= Pál Réthy =

Hungarian chess player

Pál Réthy (28 January 1905, Deva – 27 December 1962, Budapest) was a Hungarian chess master.

Born in Déva, Austria-Hungary. After World War I, Transylvania became part of Romania, and he moved to Hungary. He took 7th at Vienna 1926 (Rudolf Spielmann won), took 7th at Brno 1931 (Salo Flohr won), took 10th at Budapest 1931 (Hungarian Chess Championship, Lajos Steiner won), tied for 10-11th at Budapest 1932 (Géza Maróczy won), took 2nd behind Esteban Canal at Budapest 1933, tied for 9-11th at Újpest 1934 (Andor Lilienthal won), and tied for 2nd-3rd, behind Erich Eliskases, at Budapest 1934 (Maróczy Jubilee).

In 1935, he played for Hungary in the 6th Chess Olympiad in Warsaw, scoring 8.5/14 (+5 –2 =7) at first reserve board.

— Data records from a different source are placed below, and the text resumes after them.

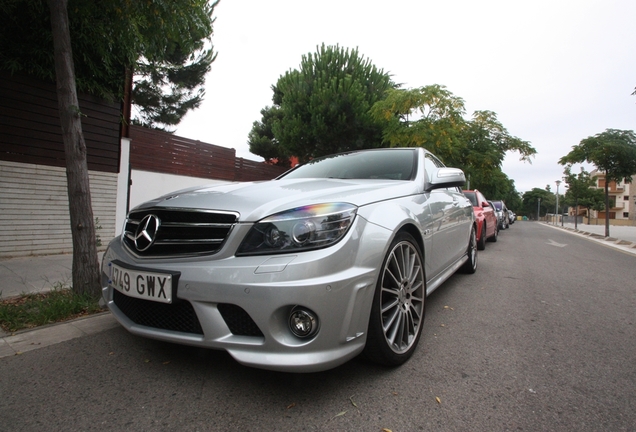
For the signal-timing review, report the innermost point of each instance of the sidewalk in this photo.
(36, 274)
(621, 237)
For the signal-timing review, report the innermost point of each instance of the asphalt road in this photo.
(541, 338)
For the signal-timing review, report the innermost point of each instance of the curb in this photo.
(624, 245)
(40, 337)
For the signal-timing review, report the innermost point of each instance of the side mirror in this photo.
(446, 177)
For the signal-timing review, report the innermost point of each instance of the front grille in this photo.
(178, 232)
(238, 321)
(178, 316)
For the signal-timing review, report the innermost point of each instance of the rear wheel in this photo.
(470, 266)
(397, 314)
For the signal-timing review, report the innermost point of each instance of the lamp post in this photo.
(556, 210)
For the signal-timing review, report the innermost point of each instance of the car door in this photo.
(444, 225)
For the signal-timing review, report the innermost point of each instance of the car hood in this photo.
(256, 200)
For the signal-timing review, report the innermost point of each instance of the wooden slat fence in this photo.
(162, 152)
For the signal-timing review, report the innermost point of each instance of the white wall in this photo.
(34, 211)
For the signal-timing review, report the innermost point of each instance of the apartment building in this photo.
(622, 197)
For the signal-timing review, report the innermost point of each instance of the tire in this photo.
(481, 244)
(470, 266)
(397, 313)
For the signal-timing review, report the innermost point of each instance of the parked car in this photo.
(485, 216)
(511, 217)
(502, 214)
(302, 273)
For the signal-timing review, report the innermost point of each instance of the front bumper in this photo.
(336, 283)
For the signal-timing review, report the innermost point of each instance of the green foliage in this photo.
(433, 118)
(323, 107)
(262, 140)
(612, 151)
(582, 191)
(31, 310)
(538, 198)
(430, 117)
(165, 42)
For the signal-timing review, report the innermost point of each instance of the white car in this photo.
(302, 273)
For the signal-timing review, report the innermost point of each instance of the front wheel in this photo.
(470, 266)
(397, 314)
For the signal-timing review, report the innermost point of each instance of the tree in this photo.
(85, 271)
(429, 117)
(613, 152)
(432, 117)
(89, 47)
(163, 46)
(262, 141)
(541, 200)
(323, 107)
(582, 192)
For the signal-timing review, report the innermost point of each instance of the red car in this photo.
(485, 217)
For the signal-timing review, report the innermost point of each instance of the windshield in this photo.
(390, 164)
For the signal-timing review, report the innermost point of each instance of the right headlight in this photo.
(300, 229)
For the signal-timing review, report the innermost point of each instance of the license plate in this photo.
(141, 284)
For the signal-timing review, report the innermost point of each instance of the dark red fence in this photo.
(157, 151)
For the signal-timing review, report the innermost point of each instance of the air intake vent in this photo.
(178, 316)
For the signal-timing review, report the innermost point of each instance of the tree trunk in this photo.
(85, 262)
(606, 206)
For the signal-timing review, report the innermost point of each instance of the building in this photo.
(622, 198)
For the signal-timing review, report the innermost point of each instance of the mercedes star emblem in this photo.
(146, 232)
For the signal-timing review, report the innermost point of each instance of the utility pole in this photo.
(556, 209)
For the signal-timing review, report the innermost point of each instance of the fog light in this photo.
(303, 322)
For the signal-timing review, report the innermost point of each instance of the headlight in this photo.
(299, 229)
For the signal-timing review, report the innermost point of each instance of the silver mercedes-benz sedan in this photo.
(302, 273)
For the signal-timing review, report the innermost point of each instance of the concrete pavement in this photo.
(42, 273)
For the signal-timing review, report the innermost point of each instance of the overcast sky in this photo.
(554, 71)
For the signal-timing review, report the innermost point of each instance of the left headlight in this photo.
(303, 228)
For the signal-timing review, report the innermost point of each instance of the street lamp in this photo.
(556, 210)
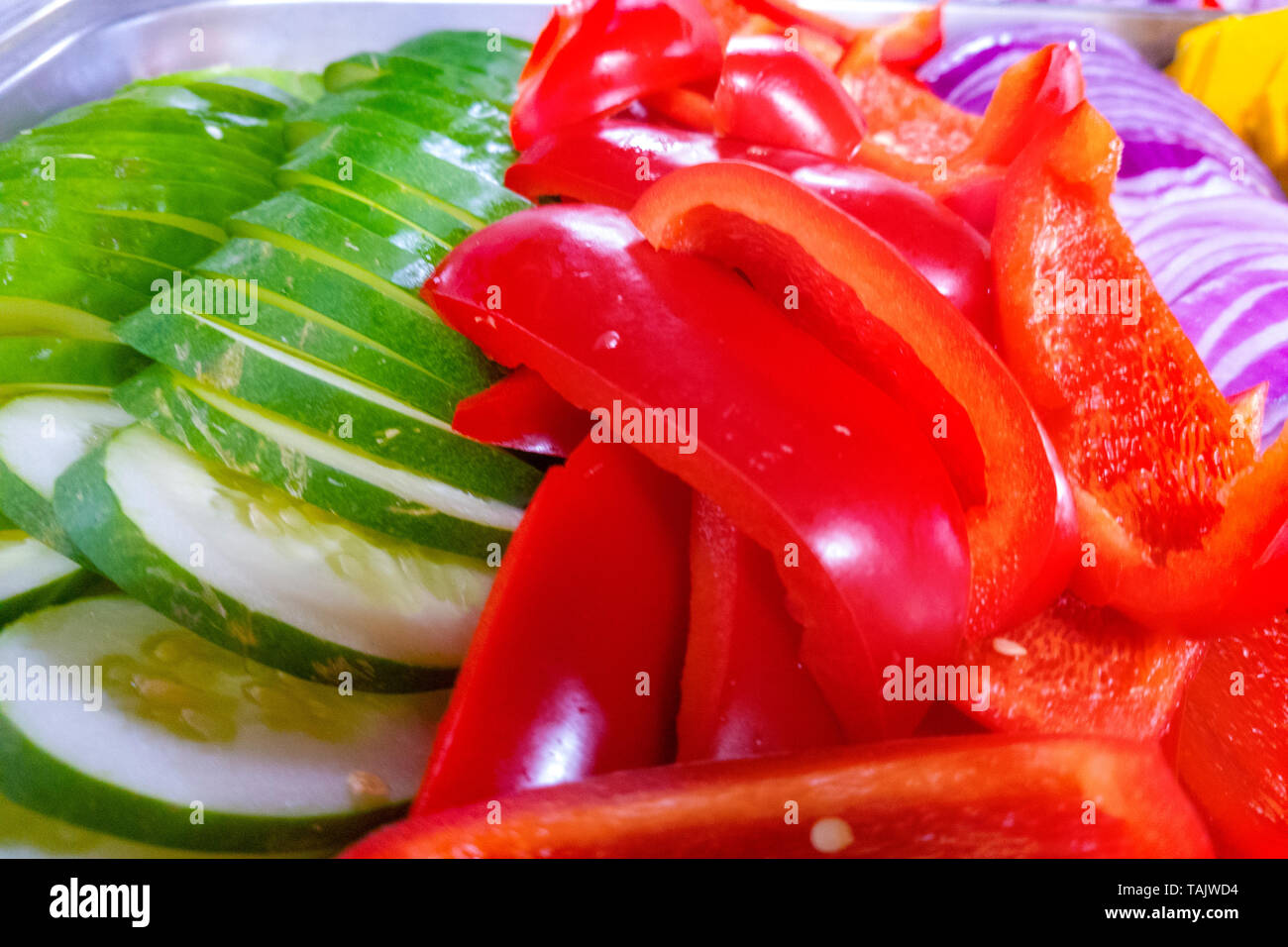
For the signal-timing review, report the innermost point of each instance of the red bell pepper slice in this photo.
(807, 458)
(524, 414)
(591, 592)
(613, 162)
(734, 16)
(1233, 744)
(1078, 669)
(903, 46)
(595, 55)
(1188, 527)
(743, 690)
(853, 289)
(956, 796)
(777, 95)
(952, 155)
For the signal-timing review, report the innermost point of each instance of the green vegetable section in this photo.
(197, 748)
(220, 389)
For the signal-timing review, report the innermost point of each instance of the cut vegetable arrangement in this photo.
(584, 447)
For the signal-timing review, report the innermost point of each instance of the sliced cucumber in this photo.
(197, 748)
(33, 577)
(124, 142)
(266, 575)
(184, 200)
(40, 437)
(465, 195)
(333, 405)
(116, 232)
(281, 86)
(352, 484)
(408, 206)
(488, 157)
(53, 299)
(69, 163)
(321, 294)
(295, 223)
(37, 250)
(47, 361)
(348, 352)
(447, 111)
(472, 50)
(385, 69)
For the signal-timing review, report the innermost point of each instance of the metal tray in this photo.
(58, 53)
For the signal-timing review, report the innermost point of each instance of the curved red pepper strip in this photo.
(951, 155)
(524, 414)
(806, 458)
(1078, 669)
(954, 796)
(774, 94)
(590, 594)
(743, 690)
(613, 162)
(1188, 530)
(596, 55)
(853, 285)
(1233, 744)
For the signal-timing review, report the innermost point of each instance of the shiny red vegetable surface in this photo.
(806, 458)
(550, 689)
(954, 796)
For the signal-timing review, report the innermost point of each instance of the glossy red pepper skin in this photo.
(854, 292)
(592, 591)
(806, 458)
(1233, 742)
(1081, 671)
(1186, 523)
(774, 94)
(957, 158)
(956, 796)
(613, 162)
(743, 692)
(596, 55)
(522, 412)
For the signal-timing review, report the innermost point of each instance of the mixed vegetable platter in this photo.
(712, 429)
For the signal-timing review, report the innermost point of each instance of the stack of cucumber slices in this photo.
(222, 394)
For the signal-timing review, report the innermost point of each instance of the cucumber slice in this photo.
(27, 834)
(33, 577)
(321, 294)
(37, 250)
(52, 299)
(71, 163)
(123, 158)
(268, 577)
(120, 234)
(181, 200)
(296, 224)
(406, 205)
(123, 142)
(352, 484)
(451, 112)
(472, 198)
(274, 764)
(340, 348)
(385, 69)
(172, 110)
(284, 88)
(48, 361)
(471, 50)
(344, 410)
(40, 437)
(375, 219)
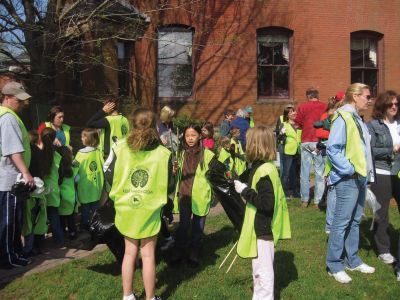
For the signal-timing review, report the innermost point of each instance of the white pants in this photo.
(263, 271)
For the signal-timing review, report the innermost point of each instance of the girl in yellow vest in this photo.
(289, 135)
(193, 195)
(266, 216)
(51, 175)
(140, 185)
(91, 177)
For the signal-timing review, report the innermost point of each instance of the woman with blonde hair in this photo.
(349, 168)
(140, 185)
(266, 217)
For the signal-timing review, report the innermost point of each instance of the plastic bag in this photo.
(372, 204)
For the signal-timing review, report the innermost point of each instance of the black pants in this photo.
(386, 187)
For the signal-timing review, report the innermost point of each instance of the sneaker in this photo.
(387, 258)
(341, 277)
(168, 244)
(363, 268)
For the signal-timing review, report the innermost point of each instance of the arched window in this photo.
(365, 62)
(174, 62)
(273, 62)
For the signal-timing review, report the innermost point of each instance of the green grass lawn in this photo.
(300, 269)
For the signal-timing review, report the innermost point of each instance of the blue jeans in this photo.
(198, 223)
(307, 159)
(344, 236)
(330, 207)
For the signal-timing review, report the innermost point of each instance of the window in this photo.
(174, 67)
(365, 60)
(124, 74)
(273, 62)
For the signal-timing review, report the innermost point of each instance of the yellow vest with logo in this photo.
(354, 151)
(201, 189)
(139, 189)
(26, 155)
(66, 129)
(293, 141)
(280, 224)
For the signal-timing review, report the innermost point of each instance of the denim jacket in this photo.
(382, 147)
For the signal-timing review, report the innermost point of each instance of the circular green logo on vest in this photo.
(93, 166)
(139, 178)
(124, 129)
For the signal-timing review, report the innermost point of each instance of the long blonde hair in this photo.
(260, 144)
(144, 131)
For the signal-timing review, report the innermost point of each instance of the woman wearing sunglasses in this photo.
(385, 142)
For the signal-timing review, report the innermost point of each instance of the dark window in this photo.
(175, 62)
(365, 60)
(273, 63)
(124, 74)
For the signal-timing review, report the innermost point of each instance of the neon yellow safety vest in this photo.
(280, 224)
(354, 151)
(68, 194)
(139, 189)
(119, 127)
(201, 189)
(91, 177)
(66, 129)
(239, 164)
(37, 225)
(293, 141)
(26, 155)
(51, 182)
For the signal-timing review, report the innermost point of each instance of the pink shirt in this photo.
(208, 143)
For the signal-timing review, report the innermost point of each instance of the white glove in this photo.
(239, 186)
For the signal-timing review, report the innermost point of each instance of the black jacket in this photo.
(263, 200)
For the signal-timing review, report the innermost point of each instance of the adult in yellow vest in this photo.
(266, 217)
(193, 194)
(349, 167)
(140, 186)
(15, 157)
(291, 139)
(112, 125)
(55, 120)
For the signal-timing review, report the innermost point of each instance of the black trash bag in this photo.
(103, 230)
(224, 189)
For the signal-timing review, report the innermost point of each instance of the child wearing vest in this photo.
(140, 185)
(207, 134)
(192, 196)
(67, 192)
(51, 176)
(289, 135)
(266, 217)
(91, 177)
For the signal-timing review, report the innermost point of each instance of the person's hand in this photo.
(109, 107)
(239, 186)
(28, 179)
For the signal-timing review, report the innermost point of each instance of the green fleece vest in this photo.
(139, 190)
(51, 182)
(354, 151)
(292, 142)
(68, 194)
(239, 164)
(35, 223)
(201, 189)
(67, 132)
(280, 224)
(26, 155)
(91, 177)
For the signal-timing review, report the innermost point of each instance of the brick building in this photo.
(203, 56)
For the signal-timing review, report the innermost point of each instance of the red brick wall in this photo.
(224, 54)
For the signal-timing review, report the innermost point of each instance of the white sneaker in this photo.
(341, 277)
(363, 268)
(387, 258)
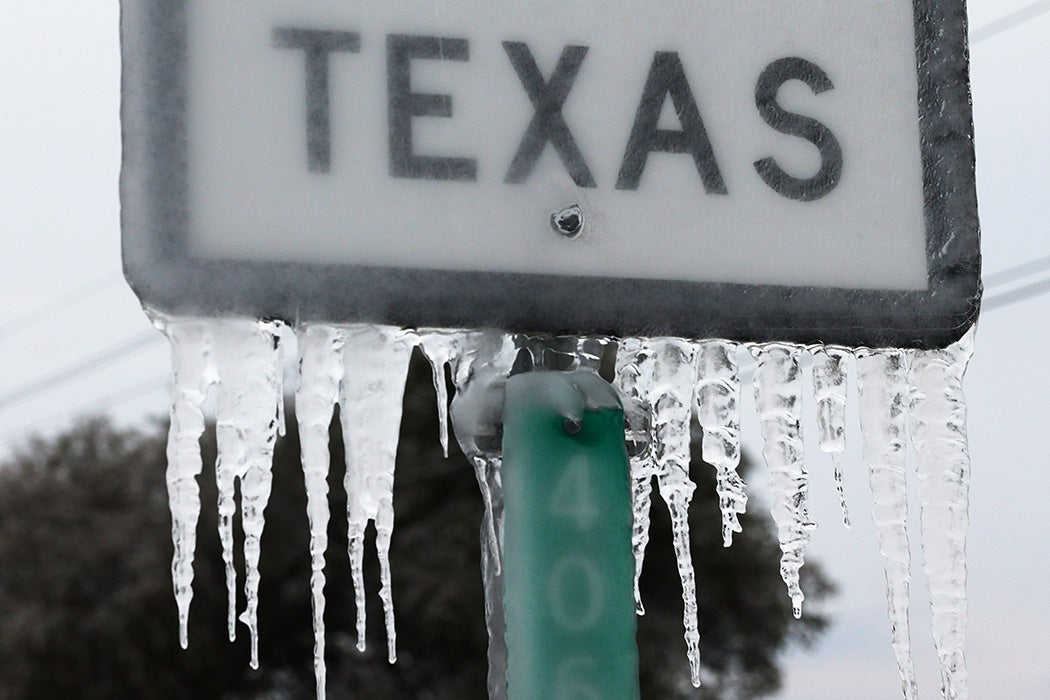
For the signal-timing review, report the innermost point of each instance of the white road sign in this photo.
(762, 169)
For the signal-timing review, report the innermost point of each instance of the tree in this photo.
(86, 609)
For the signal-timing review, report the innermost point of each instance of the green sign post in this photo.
(568, 597)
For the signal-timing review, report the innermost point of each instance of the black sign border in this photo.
(153, 206)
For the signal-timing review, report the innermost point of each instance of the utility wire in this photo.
(1017, 272)
(117, 398)
(1015, 296)
(133, 343)
(1009, 21)
(88, 364)
(45, 310)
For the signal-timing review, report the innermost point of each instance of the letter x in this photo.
(547, 124)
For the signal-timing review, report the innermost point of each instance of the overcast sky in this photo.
(63, 302)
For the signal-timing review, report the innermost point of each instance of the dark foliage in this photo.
(86, 609)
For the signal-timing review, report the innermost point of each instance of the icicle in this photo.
(943, 463)
(717, 398)
(778, 398)
(663, 372)
(249, 362)
(629, 357)
(830, 393)
(376, 361)
(883, 389)
(320, 374)
(439, 346)
(480, 362)
(192, 374)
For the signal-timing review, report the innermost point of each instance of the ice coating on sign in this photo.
(376, 362)
(320, 375)
(943, 463)
(830, 393)
(192, 373)
(882, 380)
(717, 399)
(778, 397)
(363, 368)
(662, 372)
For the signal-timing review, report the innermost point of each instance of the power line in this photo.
(76, 369)
(1015, 296)
(1017, 272)
(1009, 21)
(45, 310)
(117, 398)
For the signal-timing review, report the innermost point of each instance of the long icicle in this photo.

He tied for 11-14th at Budapest 1936 (Mieczysław Najdorf and L. Steiner won), took 5th at Teplitz-Schönau 1937 (Karl Gilg won), took 6th at Budapest 1940 (Maróczy Jubilee, Max Euwe won), and took 8th at Munich 1941 (Europaturnier, Gösta Stoltz won). After World War II, he tied for 13-14th at Budapest 1950 (HUN-ch, László Szabó, took 16th at Budapest 1955 (HUN-ch, Gedeon Barcza won), and tied for 13-14th at Budapest 1961 (HUN-ch, Lajos Portisch won).